If you use Wireless Application Protocol (WAP), you can provision Linux shielded VMs in the same way you provision Windows shielded VMs.
Prepare a template disk
Follow these steps to create the template disk.
In the Preparing a Linux Image section of the directions, before you install lsvmtools, install the VMM specialization agent.
Sign the template disk
Generate a certificate. You can use a self-signed certificate for testing.
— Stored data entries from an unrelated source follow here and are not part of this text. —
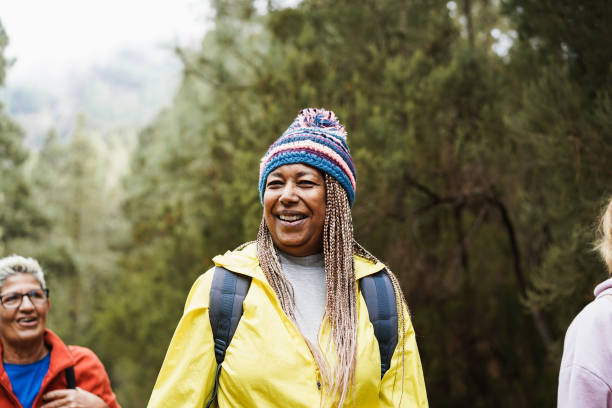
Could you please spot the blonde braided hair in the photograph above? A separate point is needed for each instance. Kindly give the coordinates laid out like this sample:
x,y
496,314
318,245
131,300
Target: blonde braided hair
x,y
339,249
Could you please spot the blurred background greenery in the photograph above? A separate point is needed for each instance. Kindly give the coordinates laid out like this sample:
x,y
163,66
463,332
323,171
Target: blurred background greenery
x,y
480,130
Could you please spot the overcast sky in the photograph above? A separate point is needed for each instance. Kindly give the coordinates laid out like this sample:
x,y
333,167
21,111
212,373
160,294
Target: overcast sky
x,y
54,37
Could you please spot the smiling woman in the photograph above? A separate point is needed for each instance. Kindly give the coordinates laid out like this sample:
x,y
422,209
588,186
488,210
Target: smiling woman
x,y
305,338
294,208
37,368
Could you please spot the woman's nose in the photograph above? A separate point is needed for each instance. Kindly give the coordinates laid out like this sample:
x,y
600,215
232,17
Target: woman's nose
x,y
289,193
26,303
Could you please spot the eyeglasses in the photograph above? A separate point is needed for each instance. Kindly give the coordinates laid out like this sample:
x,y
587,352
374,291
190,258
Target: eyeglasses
x,y
13,300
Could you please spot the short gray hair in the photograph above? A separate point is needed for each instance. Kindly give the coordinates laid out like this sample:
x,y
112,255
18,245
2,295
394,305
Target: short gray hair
x,y
14,264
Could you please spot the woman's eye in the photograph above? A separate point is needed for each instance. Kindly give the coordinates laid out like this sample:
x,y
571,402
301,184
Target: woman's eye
x,y
274,183
306,183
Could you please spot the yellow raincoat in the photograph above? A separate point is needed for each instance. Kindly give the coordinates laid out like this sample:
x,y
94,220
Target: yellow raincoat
x,y
268,363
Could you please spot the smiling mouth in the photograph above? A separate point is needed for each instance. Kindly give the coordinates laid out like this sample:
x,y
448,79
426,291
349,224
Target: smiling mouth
x,y
27,320
291,218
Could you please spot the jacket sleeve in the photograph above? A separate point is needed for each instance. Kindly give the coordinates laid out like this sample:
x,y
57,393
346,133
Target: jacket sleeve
x,y
91,376
580,388
187,374
403,384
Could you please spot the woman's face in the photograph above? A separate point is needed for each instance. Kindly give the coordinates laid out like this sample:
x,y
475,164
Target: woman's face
x,y
294,208
27,322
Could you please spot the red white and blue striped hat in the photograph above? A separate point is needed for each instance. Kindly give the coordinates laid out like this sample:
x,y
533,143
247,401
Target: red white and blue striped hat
x,y
315,138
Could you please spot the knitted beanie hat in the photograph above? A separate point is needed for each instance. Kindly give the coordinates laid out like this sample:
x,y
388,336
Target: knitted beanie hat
x,y
315,138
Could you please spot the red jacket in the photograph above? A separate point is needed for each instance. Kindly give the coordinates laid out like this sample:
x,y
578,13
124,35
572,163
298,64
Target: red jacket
x,y
88,370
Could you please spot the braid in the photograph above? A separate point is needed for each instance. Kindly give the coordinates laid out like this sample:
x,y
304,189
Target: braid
x,y
400,300
339,249
341,303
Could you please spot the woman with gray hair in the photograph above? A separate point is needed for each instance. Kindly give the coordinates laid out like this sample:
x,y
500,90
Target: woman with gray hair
x,y
37,368
585,377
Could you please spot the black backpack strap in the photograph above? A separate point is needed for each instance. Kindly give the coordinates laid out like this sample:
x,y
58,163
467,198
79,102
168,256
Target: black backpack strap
x,y
379,295
70,378
227,293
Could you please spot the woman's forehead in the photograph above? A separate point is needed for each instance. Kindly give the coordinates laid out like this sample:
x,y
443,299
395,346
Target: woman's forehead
x,y
19,280
295,169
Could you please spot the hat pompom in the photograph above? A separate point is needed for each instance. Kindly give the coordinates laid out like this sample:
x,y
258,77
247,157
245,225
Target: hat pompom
x,y
320,118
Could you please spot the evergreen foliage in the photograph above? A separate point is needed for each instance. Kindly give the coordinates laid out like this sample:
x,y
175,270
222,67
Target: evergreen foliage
x,y
479,179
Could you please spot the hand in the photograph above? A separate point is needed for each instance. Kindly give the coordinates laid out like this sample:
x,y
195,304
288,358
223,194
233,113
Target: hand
x,y
77,398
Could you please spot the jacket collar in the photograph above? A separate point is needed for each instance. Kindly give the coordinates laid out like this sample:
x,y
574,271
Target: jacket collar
x,y
245,262
61,358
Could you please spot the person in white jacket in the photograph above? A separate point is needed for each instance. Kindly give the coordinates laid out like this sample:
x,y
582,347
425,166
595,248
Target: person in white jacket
x,y
585,377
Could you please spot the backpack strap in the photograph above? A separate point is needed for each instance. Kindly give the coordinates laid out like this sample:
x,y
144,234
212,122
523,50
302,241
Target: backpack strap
x,y
227,293
379,295
70,378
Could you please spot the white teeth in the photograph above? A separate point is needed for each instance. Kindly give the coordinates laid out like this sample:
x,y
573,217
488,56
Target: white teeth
x,y
291,218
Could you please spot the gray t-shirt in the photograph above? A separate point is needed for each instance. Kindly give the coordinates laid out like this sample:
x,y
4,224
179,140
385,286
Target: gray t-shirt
x,y
307,275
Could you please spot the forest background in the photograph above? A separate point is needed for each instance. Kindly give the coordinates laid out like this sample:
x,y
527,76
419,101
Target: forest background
x,y
481,173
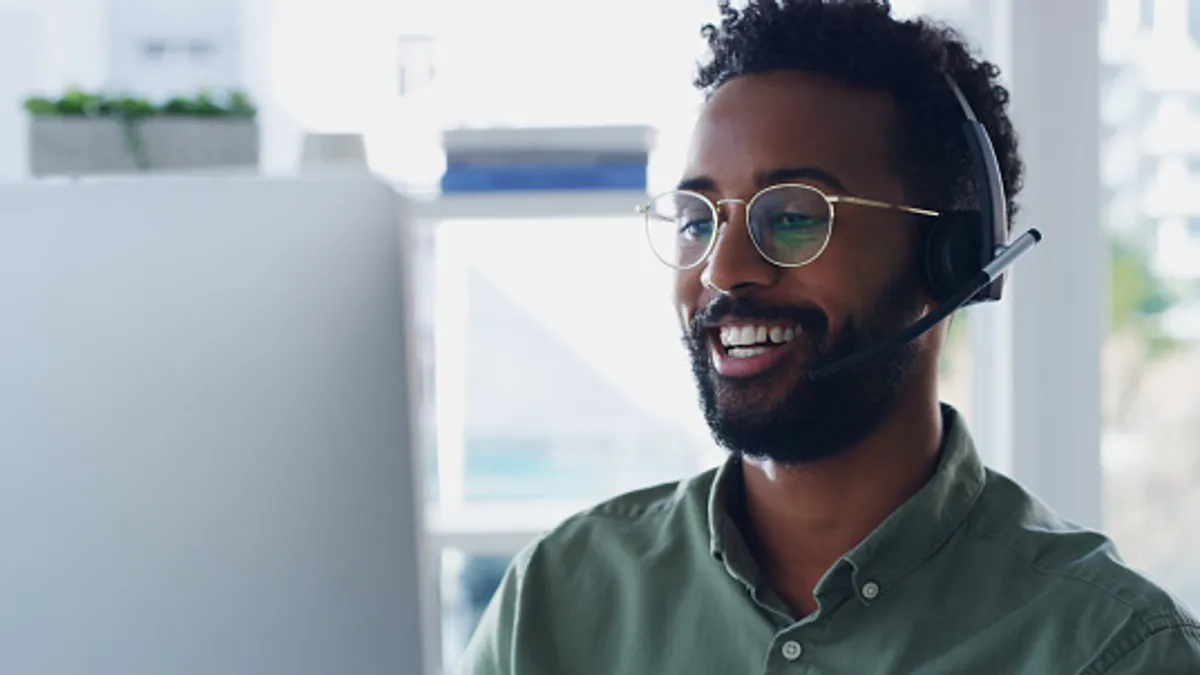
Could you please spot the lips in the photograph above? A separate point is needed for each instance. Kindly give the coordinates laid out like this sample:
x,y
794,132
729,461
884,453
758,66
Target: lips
x,y
745,350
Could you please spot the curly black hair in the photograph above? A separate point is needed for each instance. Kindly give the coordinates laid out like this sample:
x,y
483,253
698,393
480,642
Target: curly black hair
x,y
861,43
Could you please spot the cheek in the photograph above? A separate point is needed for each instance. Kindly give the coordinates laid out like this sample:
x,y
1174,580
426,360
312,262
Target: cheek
x,y
688,291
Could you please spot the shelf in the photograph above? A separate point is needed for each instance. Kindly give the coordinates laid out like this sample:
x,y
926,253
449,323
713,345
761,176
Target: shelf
x,y
612,203
496,527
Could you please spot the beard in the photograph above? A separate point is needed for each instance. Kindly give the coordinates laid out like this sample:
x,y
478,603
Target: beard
x,y
780,414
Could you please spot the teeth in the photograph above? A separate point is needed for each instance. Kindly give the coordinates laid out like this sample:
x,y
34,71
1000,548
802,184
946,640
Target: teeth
x,y
750,335
747,352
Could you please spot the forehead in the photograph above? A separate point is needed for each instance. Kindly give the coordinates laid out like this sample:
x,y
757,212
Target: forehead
x,y
757,124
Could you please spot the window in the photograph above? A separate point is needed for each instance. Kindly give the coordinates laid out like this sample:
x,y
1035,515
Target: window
x,y
1194,21
154,49
201,49
1151,362
417,64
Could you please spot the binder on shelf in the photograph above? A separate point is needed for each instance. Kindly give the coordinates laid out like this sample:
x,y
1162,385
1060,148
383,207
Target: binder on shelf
x,y
546,159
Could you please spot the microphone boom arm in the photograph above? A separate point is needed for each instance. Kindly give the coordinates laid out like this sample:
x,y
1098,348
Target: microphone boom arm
x,y
1003,258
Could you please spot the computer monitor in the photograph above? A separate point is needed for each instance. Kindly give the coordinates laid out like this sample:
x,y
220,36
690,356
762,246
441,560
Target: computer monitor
x,y
208,448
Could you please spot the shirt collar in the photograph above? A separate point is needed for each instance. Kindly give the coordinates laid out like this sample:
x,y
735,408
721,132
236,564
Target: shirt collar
x,y
899,545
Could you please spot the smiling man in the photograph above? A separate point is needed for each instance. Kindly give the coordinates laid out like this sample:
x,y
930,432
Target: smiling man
x,y
853,529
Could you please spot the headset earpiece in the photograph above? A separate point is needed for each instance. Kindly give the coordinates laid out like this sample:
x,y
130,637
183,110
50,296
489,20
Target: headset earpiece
x,y
952,252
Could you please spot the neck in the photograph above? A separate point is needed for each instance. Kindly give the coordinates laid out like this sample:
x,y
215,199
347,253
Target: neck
x,y
804,518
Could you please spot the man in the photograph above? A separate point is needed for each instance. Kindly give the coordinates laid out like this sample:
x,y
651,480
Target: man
x,y
853,529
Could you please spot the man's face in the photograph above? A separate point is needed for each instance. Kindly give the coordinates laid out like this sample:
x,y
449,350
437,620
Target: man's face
x,y
863,288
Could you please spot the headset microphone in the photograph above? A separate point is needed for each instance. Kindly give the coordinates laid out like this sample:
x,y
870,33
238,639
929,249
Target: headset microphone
x,y
965,255
989,274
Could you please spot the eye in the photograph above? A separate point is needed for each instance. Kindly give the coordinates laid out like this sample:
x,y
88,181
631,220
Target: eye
x,y
696,228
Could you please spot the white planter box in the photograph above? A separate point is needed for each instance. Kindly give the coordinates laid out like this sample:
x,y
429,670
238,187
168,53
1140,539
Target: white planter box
x,y
76,147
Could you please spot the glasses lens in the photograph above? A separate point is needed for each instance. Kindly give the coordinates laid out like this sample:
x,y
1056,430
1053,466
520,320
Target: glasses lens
x,y
681,227
790,223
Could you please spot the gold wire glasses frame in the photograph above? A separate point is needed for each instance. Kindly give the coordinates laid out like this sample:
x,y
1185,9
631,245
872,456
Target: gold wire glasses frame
x,y
714,208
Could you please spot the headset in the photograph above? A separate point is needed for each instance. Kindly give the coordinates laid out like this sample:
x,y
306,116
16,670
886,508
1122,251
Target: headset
x,y
965,252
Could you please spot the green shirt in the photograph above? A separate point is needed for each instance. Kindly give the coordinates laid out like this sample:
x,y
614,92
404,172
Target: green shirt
x,y
972,574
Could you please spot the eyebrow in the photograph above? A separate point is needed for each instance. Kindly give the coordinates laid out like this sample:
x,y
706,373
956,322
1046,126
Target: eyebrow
x,y
706,184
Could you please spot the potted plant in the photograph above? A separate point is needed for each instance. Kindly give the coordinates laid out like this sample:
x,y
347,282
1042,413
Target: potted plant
x,y
88,133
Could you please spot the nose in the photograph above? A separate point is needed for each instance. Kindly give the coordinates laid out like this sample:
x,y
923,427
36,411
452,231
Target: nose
x,y
736,264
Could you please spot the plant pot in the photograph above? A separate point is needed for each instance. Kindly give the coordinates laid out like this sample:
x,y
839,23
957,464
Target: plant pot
x,y
77,147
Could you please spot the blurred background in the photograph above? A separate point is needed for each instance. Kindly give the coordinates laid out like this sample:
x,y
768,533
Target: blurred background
x,y
551,363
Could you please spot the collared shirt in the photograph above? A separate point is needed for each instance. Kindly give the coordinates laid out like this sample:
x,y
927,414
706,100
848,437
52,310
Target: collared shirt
x,y
972,574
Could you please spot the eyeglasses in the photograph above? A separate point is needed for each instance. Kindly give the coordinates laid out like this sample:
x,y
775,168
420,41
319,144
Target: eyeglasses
x,y
790,223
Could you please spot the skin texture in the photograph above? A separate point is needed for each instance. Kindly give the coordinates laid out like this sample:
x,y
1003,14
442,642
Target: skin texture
x,y
805,513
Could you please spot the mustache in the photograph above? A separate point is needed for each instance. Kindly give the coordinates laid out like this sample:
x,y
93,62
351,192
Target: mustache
x,y
809,317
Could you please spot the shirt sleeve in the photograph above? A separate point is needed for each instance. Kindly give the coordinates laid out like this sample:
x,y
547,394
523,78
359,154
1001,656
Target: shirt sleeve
x,y
490,649
1173,649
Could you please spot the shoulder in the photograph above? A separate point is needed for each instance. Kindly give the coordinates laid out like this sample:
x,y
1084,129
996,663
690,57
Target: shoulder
x,y
1077,575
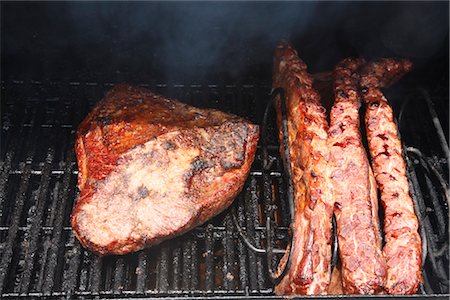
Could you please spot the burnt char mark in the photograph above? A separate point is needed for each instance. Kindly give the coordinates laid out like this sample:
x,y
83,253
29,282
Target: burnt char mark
x,y
198,165
342,94
227,165
104,120
169,145
141,193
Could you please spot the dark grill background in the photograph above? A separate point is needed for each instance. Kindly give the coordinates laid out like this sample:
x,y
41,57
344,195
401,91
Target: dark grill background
x,y
59,59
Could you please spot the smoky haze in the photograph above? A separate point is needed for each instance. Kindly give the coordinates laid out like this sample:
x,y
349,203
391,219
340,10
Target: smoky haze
x,y
141,41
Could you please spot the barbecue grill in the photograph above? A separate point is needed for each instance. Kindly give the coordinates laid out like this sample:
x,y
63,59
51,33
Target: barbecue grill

Use the following sample cmdlet:
$cert = New-SelfSignedCertificate -DnsName '<<signing.contoso.com>>'
Sign the disk by using a Windows Server 1709 machine. Use the following sample cmdlet:
Protect-TemplateDisk -Path "<<Path to the VHDX>>" -TemplateName "<<Template Name>>" -Version <<x.x.x.x>> -Certificate $cert -ProtectedTemplateTargetDiskType PreprocessedLinux
Copy the template disk and the signed image to the VMM library.
Create a Linux shielded VM template in VMM
In the VMM console library, select Create VM Template.
In Select Source, select Use an existing VM template. Browse to select the signed template disk that you added to the VMM library. Then select Next.
In Configure Hardware:
Under Firmware, select Enable secure boot. From the Secure boot template drop-down menu, select OpenSourceShieldedVM.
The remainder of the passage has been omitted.